-
Notifications
You must be signed in to change notification settings - Fork 290
why gleam
Previously I created https://github.com/chrislusf/glow, a Go based distributed computing system. One thing I like is that it's all pure Go and statically compiled. However, the related problem is that it is a fixed computation flow. There are no easy way to dynamically send a different computation to remote executors.
Gleam resolved this issue. It can send Lua code, or shell scripts, over the wire. The computation can be adjusted dynamically.
Gleam support Luajit in first class. Luajit has performance comparable to C, Java, or Go. The syntax is simple. Even simpler than Go. Lua was created as an embeddable language, and fits nicely with Go. Admittedly it is a scripting language and lacks type safety. But Go's type system can overlay on top of Lua, hiding the details inside reusable Go functions, providing the comfort and joy of refactoring code.
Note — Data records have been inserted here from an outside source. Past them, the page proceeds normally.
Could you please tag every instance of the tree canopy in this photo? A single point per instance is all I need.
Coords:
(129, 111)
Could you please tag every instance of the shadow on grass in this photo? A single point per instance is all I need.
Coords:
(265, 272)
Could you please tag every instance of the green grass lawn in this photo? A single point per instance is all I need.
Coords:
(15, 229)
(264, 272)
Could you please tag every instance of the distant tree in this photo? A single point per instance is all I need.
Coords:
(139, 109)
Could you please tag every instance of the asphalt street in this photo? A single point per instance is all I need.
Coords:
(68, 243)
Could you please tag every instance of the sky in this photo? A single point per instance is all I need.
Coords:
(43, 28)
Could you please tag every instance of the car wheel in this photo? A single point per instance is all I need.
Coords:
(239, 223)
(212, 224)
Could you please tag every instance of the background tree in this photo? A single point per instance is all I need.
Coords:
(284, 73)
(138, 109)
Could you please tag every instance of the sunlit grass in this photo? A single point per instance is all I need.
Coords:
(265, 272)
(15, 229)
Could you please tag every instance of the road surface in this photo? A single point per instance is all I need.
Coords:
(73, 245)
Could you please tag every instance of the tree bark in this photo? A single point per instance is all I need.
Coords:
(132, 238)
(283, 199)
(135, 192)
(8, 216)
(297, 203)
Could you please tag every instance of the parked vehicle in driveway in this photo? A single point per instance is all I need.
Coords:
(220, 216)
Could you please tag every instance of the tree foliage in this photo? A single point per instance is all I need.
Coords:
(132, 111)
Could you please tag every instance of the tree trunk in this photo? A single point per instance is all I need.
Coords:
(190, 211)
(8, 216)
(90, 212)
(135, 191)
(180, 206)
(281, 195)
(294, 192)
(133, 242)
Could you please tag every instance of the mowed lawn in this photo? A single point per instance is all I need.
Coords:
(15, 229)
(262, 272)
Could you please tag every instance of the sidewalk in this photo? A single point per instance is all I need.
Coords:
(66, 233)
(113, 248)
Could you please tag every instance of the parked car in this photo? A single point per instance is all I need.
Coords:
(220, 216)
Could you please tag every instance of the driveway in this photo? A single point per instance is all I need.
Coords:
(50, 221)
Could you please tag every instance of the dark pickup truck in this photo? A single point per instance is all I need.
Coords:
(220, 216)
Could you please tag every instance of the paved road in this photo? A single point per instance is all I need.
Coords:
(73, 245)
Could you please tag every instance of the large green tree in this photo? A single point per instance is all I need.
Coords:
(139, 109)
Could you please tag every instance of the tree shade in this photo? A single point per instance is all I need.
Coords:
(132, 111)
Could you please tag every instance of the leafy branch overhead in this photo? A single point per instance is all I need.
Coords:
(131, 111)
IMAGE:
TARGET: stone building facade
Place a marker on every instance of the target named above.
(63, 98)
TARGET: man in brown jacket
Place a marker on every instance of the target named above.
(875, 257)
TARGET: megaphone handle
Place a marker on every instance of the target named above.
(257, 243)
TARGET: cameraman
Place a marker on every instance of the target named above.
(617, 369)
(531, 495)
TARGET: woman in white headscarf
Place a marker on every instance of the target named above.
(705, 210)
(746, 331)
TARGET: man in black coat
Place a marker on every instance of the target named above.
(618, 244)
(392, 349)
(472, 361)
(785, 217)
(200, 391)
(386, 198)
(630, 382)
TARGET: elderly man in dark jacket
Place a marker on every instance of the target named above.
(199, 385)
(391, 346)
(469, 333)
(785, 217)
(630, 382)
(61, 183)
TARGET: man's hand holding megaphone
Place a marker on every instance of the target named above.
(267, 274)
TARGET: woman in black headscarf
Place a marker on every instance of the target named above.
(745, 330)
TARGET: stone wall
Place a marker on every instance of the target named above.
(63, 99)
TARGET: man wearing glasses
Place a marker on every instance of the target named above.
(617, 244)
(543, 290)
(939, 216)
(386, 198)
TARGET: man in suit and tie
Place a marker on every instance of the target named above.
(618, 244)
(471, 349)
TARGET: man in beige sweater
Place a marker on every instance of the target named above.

Gleam also support Unix Pipe tool set, such as "grep", "awk", "tr", "sort", "uniq", etc. These are simple, small and super efficient tools that can be combined together to do great things. However, there are no systems that can distributedly run these tools.
Go's concurrent programming support easily enables parallel execution for the schell scripts.
Gleam's Pipe() function is basically the same as Unix's pipeline. In additional to all basic unix tools, you can use anything written in Python/Ruby/Shell/Java/C/C++, or mix them together, to do distributed computing.
Spark is a popular system. Gleam has more similarity than difference with Spark. However, Gleam has its advantages.
- Fast to setup and run. Gleam agents and Gleam master are very simple and very fast to setup.
- Dynamically switch between Local mode, distributed in memory piping mode, or distributed disk-based RDD mode.
- Back Pressure
- Memory Efficient. One server can host much more executors.
- OS managed memory in separated OS process. No more JVM memory tuning.
- No more systems setup. Spark needs a whole set of hadoop eco system.